Obviously from my garbled squee last night, I was blown away. It isn’t so much that this is some amazing, earth-shattering book that the whole world must read, but more that it hit all the right spots for me and succeeded in doing what mainstream NY published romances have utterly failed to do for me for years: carry me off. Ford has a beautiful, easy style: she knows how to use words, but she doesn’t beat you with them or pause to bask in her own power (the reason I usually retch when I read lit fiction). Nice, clean, sharp style that gets the hell out of the way and lets the story shine. But more important than this (though I do adore clean style) is that she just nailed, nailed, nailed character.
The two heroes, Nick and Damian, are real people, with real motivations and real reservations, and the plot is, essentially, their navigation of their relationship. Ford pulls off what is so damn hard in a romance: the reader knows the whole time that these two belong together, knows they both love the other, but we have to wait until the end to see it happen. And it works. The distance between the two men is something that needs to be navigated, and it needs to take the time Ford gives them. My favorite part is that Damian’s fears regarding Nick’s potential affection are particularly spot-on: Nick didn’t even consider that he might be gay before Damian, and he is a lot younger. There’s a lot of sense in thinking that while the relationship means a lot to Damian, it might just be a stepping stone for Nick. And so the novel feels like the space and struggle the two of them need to find themselves, and one another.
I am a sucker for well-explored vulnerabilities, and this book is full of that. But the real treat in this story is the BDSM angle. I have run into a few BDSM stories in my day, and generally I have needed to run away. I hesitated on this book because I was afraid of that element, but one of the reviews I read made it sound like it was very BDSM-light, and since the premise was that we would be watching a young man’s exploration of this lifestyle, I hoped I would be able to “experience” a bit of this without feeling unsafe. This is, very much, what A Strong Hand was for me. The story took me right to the edge of my comfort zone, but never pushed me over. My favorite parts, actually, were when Nick used their safe word, “London,” and when (even better) Damian prompted him to use it, recognizing when he didn’t that it was time to stop.

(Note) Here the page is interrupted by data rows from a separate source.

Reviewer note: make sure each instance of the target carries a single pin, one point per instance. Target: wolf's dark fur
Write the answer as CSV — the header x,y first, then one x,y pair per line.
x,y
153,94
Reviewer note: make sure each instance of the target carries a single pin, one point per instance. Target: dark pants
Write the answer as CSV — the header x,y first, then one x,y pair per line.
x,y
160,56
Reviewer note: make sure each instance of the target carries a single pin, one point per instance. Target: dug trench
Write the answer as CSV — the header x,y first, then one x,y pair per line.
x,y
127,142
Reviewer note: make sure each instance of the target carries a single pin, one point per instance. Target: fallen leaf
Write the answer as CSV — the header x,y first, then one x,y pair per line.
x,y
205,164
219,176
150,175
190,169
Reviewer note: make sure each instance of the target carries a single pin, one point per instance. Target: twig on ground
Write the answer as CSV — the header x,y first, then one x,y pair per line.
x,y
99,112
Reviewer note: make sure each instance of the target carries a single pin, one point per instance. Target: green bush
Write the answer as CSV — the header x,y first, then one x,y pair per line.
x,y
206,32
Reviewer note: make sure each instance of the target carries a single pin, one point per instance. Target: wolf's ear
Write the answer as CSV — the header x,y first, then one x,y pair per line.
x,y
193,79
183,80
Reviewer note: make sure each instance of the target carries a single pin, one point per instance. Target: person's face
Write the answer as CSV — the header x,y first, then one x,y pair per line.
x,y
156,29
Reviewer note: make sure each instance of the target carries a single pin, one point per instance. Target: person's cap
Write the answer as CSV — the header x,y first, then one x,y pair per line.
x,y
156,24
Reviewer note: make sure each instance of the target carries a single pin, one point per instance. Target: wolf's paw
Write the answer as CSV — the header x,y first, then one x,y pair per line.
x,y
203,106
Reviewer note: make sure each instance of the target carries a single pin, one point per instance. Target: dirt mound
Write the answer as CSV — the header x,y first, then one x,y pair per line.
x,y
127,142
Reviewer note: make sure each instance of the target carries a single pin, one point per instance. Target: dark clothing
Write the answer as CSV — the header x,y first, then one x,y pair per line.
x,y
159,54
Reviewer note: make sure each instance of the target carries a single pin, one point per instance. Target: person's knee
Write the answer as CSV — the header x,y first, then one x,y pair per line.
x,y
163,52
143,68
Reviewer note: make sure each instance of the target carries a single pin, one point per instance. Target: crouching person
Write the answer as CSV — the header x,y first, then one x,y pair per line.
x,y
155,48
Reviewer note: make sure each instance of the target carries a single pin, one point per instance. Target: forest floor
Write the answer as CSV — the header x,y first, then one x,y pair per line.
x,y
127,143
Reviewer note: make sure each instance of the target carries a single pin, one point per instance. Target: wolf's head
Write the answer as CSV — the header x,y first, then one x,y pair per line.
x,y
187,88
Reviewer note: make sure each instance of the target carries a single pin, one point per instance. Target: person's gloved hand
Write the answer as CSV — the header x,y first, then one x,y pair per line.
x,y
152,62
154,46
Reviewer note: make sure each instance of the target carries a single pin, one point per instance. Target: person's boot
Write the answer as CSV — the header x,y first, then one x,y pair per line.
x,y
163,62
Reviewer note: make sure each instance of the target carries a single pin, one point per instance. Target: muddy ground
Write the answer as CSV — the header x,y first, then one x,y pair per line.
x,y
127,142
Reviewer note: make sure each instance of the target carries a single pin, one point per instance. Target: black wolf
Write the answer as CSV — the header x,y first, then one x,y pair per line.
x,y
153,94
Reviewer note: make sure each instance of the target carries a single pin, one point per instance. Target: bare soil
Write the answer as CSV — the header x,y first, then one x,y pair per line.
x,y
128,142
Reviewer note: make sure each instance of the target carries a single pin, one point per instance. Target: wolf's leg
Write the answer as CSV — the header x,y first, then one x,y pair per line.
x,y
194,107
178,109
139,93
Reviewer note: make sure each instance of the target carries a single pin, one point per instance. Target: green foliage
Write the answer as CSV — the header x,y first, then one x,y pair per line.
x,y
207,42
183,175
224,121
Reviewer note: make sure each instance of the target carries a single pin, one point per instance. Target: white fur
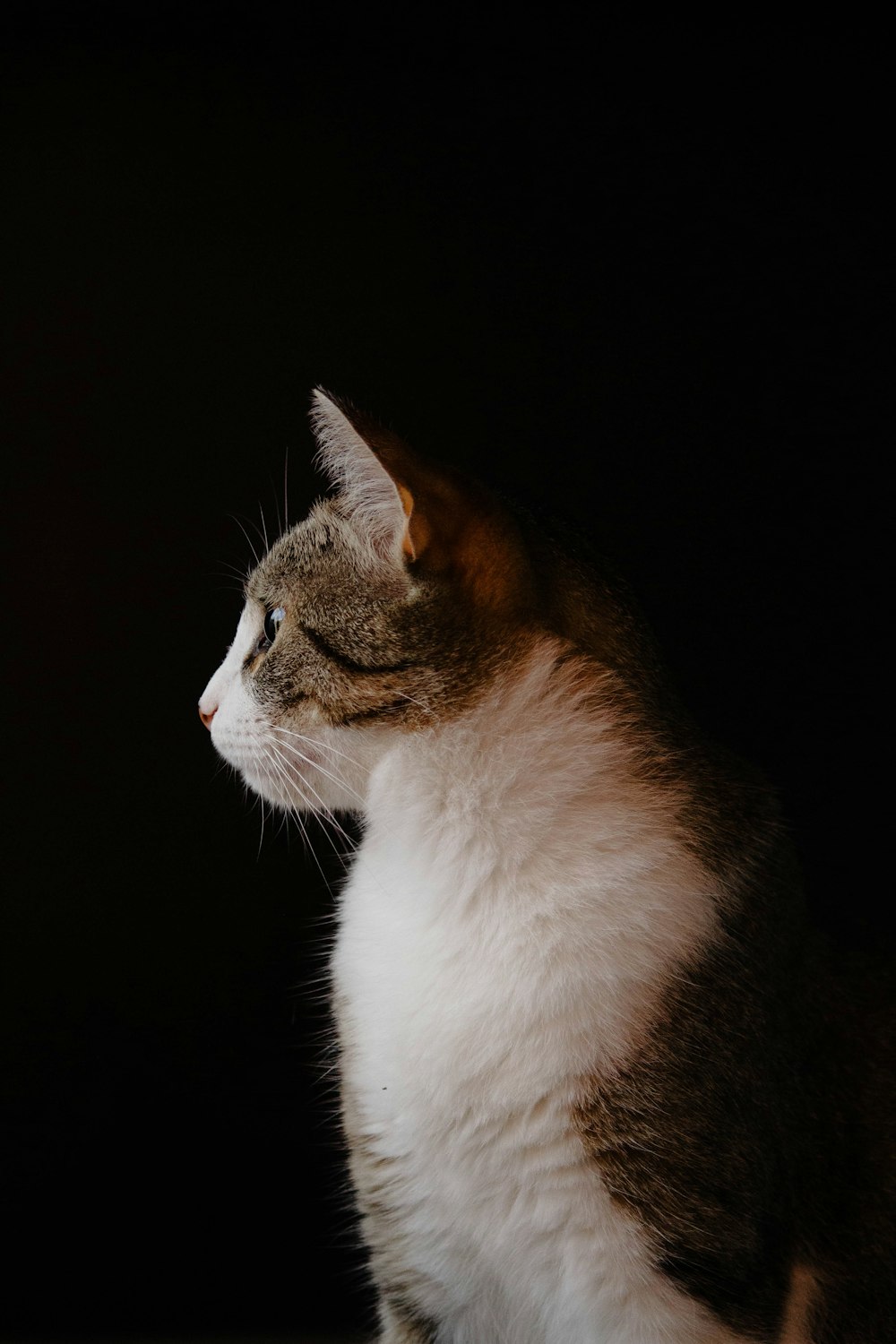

The thrill here wasn’t the danger or naughtiness of BDSM but the beauty of it, and the display of love and trust that the heroes’ relationship revealed.
A Strong Hand is an incredibly sensual story, but the most erotic and exotic aspect of it is the exploration of the two male characters, who, after two hundred pages, we leave quite convinced they are a solid and nearly perfect match. Along the way we get a titillating, thrilling, and satisfying ride.